Mengenai kedudukan sosial-budaya, kaum perempuan Indonesia pada
masa Kolonial, ternyata sangat memprihatinkan. Mereka dianggap sebagai
kaum yang lemah. Tidak mengherankan jika dalam status sosial masyarakat
feodal, kedudukan perempuan berada di bawah kaum laki-laki. Rendahnya
status sosial perempuan tersebut diperburuk oleh adat, khususnya yang
menyangkut budaya pingitan yang menutup ruang gerak mereka. Perlakuan
lainnya adalah poligami yang dapat menyudutkan kedudukan kaum perempuan.
Apalagi kalau poligami itu dipaksakan (kawin paksa) untuk dijadikan selir
dan perkawinan muda. Poligami pada waktu itu tidak hanya dijadikan istri
ke-2,3, atau 4, melainkan lebih dari itu. Ada informasi yang menyebutkan
seorang pembesar pribumi memiliki istri lebih dari 100 orang.

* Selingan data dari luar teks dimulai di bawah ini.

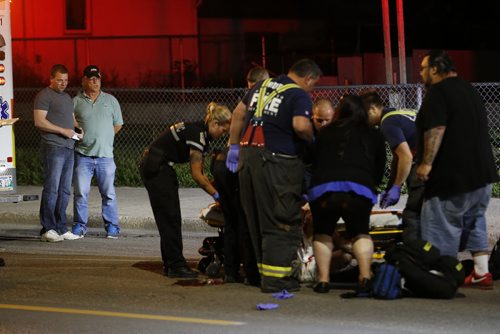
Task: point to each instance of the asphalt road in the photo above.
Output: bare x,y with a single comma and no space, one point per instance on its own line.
96,285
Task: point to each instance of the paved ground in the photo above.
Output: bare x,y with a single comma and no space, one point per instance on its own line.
135,211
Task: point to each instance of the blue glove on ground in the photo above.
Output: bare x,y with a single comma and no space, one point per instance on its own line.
391,197
232,157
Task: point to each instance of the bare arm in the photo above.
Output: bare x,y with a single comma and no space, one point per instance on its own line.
432,143
196,161
303,128
42,123
237,123
405,158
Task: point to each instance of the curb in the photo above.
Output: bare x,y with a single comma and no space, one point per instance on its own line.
126,222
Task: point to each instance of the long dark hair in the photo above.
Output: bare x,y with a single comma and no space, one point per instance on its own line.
350,112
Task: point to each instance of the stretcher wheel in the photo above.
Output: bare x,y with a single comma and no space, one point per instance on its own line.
213,269
204,263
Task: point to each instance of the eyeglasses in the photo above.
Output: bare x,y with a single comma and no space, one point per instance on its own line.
320,120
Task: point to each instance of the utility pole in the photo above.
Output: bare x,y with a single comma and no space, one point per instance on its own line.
387,41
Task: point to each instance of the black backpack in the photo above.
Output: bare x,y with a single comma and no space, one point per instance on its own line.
425,271
494,262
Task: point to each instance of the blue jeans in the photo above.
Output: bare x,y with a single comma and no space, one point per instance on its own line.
58,171
457,223
104,171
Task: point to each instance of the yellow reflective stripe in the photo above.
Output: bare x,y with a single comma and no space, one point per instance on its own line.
409,112
262,94
275,271
262,102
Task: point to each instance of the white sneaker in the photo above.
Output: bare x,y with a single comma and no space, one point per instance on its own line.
51,236
70,236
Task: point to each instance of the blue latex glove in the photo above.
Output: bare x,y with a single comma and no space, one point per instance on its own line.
232,157
391,197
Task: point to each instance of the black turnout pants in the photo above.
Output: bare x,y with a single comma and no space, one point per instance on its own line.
271,188
237,244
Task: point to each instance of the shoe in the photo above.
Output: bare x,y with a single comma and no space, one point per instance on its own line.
79,229
70,236
112,231
484,282
288,284
181,272
230,279
51,236
322,287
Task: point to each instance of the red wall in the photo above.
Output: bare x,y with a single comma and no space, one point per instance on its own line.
125,61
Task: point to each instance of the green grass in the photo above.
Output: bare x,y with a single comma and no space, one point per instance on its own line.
29,170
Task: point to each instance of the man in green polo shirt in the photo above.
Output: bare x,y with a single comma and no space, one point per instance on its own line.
99,115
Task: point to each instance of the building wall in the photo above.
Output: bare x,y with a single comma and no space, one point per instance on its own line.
130,40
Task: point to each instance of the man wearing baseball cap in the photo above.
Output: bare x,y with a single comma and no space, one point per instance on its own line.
99,115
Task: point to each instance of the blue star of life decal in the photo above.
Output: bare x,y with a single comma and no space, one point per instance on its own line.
4,106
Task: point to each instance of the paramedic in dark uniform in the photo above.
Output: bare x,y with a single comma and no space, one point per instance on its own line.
271,171
180,143
400,132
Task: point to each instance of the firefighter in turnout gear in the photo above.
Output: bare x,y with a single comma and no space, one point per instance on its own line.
270,127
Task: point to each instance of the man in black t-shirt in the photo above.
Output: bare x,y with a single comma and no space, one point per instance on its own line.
456,163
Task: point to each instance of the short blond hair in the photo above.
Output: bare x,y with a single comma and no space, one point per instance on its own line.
219,113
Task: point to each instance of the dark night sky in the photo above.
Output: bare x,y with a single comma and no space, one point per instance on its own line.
355,26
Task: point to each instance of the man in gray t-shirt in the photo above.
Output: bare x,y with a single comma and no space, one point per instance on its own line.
53,115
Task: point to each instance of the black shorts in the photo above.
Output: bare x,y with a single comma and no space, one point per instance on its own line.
354,209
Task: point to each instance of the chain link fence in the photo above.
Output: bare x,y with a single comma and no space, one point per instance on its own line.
147,112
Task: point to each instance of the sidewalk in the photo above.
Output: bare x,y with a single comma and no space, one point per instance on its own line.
133,208
135,211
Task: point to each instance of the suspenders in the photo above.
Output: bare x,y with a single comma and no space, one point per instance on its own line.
254,134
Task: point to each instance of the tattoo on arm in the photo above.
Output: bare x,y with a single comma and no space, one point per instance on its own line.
432,143
195,156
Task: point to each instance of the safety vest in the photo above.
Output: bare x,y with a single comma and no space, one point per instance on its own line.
407,112
254,134
412,113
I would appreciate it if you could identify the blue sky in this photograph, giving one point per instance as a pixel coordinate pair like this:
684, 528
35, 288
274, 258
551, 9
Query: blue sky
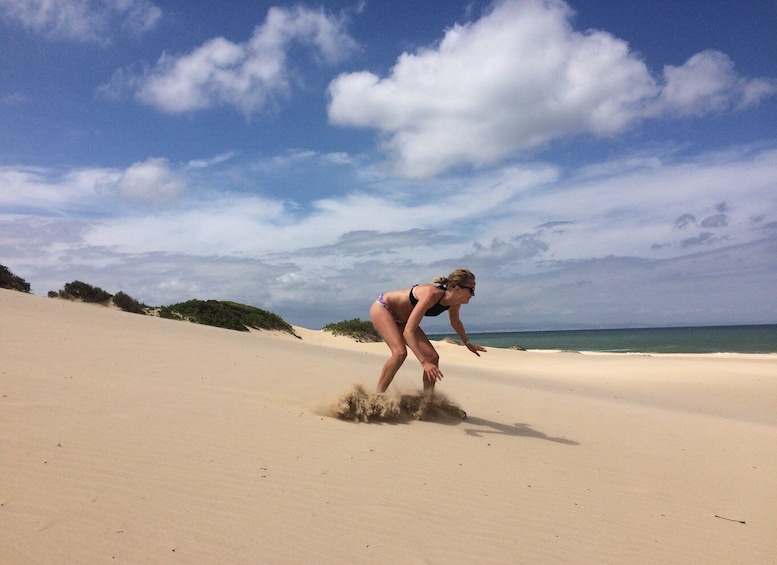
596, 164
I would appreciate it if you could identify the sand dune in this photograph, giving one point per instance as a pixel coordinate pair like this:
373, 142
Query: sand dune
131, 439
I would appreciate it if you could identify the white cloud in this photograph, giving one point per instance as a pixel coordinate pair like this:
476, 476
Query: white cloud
82, 21
542, 240
150, 182
514, 80
245, 75
707, 83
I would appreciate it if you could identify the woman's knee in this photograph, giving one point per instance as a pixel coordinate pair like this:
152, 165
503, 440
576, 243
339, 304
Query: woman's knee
399, 354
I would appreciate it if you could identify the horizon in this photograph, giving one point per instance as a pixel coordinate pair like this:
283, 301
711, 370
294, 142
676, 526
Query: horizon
594, 164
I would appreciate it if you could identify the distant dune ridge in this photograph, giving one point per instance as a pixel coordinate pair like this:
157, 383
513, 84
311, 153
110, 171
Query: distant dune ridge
138, 439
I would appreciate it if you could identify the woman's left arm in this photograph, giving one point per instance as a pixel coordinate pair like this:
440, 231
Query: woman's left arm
458, 327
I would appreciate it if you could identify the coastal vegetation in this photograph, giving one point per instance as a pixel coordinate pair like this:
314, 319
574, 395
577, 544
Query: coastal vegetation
225, 314
360, 330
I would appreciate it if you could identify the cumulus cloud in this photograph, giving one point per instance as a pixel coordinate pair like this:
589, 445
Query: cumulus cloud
82, 21
707, 83
517, 78
150, 182
245, 75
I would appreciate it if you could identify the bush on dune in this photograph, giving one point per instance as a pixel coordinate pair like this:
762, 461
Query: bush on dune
79, 290
360, 330
12, 282
128, 304
225, 314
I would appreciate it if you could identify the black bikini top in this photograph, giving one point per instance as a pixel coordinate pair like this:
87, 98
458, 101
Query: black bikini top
435, 310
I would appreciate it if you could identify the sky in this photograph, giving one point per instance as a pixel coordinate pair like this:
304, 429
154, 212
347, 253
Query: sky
596, 164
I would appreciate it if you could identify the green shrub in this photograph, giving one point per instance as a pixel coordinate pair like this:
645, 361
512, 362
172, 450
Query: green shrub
224, 314
11, 281
128, 304
360, 330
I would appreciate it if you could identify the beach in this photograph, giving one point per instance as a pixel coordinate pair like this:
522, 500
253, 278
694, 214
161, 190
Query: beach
135, 439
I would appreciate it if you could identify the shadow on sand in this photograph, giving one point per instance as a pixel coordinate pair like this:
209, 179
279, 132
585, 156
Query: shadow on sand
358, 405
518, 430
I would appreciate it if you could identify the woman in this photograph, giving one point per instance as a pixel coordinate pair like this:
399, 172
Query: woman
397, 316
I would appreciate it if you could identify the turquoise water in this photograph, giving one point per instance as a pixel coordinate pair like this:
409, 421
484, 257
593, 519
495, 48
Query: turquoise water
710, 339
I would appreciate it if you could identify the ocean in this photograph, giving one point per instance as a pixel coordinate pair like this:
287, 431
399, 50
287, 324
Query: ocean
708, 339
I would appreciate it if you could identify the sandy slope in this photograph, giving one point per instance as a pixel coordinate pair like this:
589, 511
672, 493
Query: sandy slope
130, 439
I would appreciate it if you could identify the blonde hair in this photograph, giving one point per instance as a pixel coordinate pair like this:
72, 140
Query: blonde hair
456, 278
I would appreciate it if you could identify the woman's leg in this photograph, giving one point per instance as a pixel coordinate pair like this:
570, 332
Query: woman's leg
391, 332
429, 352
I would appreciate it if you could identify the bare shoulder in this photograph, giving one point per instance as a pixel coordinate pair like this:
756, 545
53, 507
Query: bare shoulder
427, 290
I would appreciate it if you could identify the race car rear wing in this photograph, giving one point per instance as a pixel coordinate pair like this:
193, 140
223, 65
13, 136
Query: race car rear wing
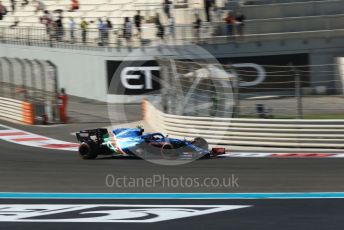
91, 134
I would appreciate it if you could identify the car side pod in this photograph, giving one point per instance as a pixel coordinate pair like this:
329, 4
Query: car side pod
218, 151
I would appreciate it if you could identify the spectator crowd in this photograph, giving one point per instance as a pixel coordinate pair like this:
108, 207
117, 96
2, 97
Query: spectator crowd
54, 23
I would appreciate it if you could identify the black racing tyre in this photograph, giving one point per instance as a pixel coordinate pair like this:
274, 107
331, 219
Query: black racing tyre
88, 150
201, 143
168, 152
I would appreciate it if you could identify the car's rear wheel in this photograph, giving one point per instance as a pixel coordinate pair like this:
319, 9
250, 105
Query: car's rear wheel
201, 143
88, 150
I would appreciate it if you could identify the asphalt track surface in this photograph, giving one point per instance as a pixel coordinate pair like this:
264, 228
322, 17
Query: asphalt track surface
29, 169
261, 215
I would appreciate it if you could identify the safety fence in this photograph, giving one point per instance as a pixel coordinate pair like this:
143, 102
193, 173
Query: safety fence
28, 90
300, 135
16, 110
251, 90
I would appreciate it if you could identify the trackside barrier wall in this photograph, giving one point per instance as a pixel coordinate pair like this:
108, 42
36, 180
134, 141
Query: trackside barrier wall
16, 110
235, 132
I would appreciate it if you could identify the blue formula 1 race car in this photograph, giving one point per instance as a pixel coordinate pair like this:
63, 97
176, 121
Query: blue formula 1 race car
134, 142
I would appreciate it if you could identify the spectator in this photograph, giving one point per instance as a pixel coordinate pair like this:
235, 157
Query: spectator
102, 31
25, 2
74, 5
167, 4
13, 6
171, 26
39, 5
240, 20
3, 11
84, 26
72, 27
109, 27
207, 6
137, 21
197, 26
230, 21
127, 29
160, 27
46, 20
59, 28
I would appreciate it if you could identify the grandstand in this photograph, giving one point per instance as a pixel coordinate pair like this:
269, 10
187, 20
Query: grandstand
115, 10
264, 17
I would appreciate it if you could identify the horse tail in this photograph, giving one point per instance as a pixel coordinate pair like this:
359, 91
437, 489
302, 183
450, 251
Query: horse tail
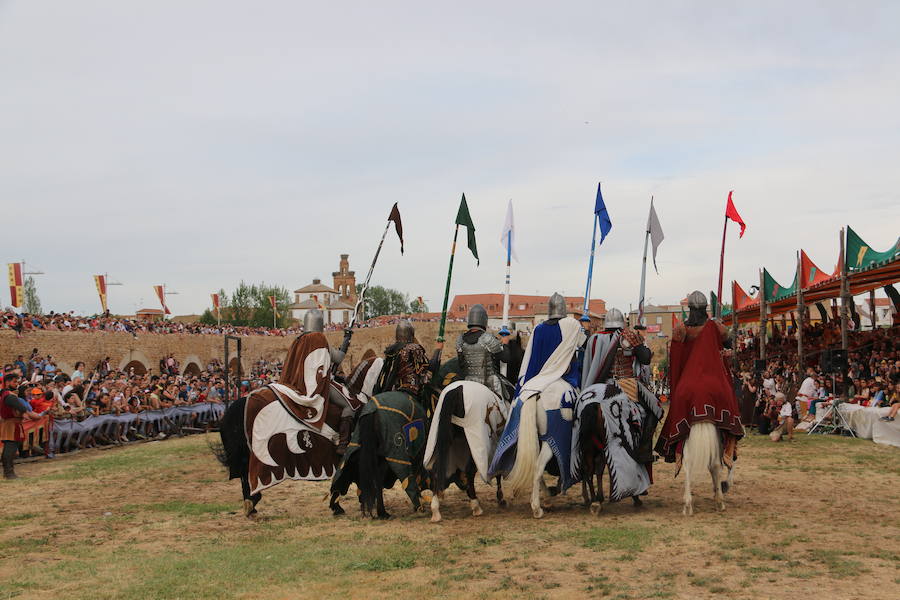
233, 451
521, 477
368, 480
703, 449
452, 405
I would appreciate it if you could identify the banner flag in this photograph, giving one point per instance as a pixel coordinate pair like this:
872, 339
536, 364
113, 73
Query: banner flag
398, 225
16, 285
100, 281
508, 237
602, 215
656, 234
731, 213
161, 294
465, 219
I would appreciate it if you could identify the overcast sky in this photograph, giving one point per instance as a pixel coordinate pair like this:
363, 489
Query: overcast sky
200, 143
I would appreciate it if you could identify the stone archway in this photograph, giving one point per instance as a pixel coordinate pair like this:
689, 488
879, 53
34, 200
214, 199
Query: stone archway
192, 365
136, 359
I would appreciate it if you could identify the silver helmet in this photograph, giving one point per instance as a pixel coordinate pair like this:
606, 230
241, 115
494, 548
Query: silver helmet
314, 320
614, 319
557, 307
697, 300
405, 332
477, 317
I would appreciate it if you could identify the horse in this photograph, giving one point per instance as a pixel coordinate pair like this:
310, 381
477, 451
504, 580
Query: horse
703, 450
467, 420
386, 447
234, 450
591, 445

Ketika Indonesia memasuki masa penjajahan, kedudukan perempuan
Indonesia sampai akhir abad ke-19 belum membawa perubahan berarti. Bahkan
kebijakan kolonial juga seolah membedakan antara kedudukan perempuan
dan laki-laki. Lihat dalam soal pendidikan. Perempuan cukup di rumah dengan
mengerjakan pekerjaan rumah, mengurus suami atau mengerjakan keterampilan
praktis kerumahtanggaan.
Berdasarkan keadaan tersebut, ada beberapa tokoh perempuan yang
berusaha mendobrak kearah kemajuan. Keharusan perempuan untuk keluar
dari rumah mulai diperjuangkan, perlunya pendidikan, penentangan poligami
juga mulai diperjuangkan. Usaha terobosan terhadap perjuangan kaum perempuan
ternyata datangnya dari kaum perempuan juga. Mereka menginginkan persamaan
hak dan kedudukan yang setara dengan pria. Tokoh yang menjadi pelopor
atau emansipasi kaum perempuan adalah R.A. Kartini (1879-1904) yang
cita-citanya termuat dalam Habis gelap terbitlah terang. Selain itu, di Jawa
Barat ada tokoh perempuan yang bernama Raden Dewi Sartika (1884-1947)
lewat sekolah Kaoetamaan Istri yang dikelolanya.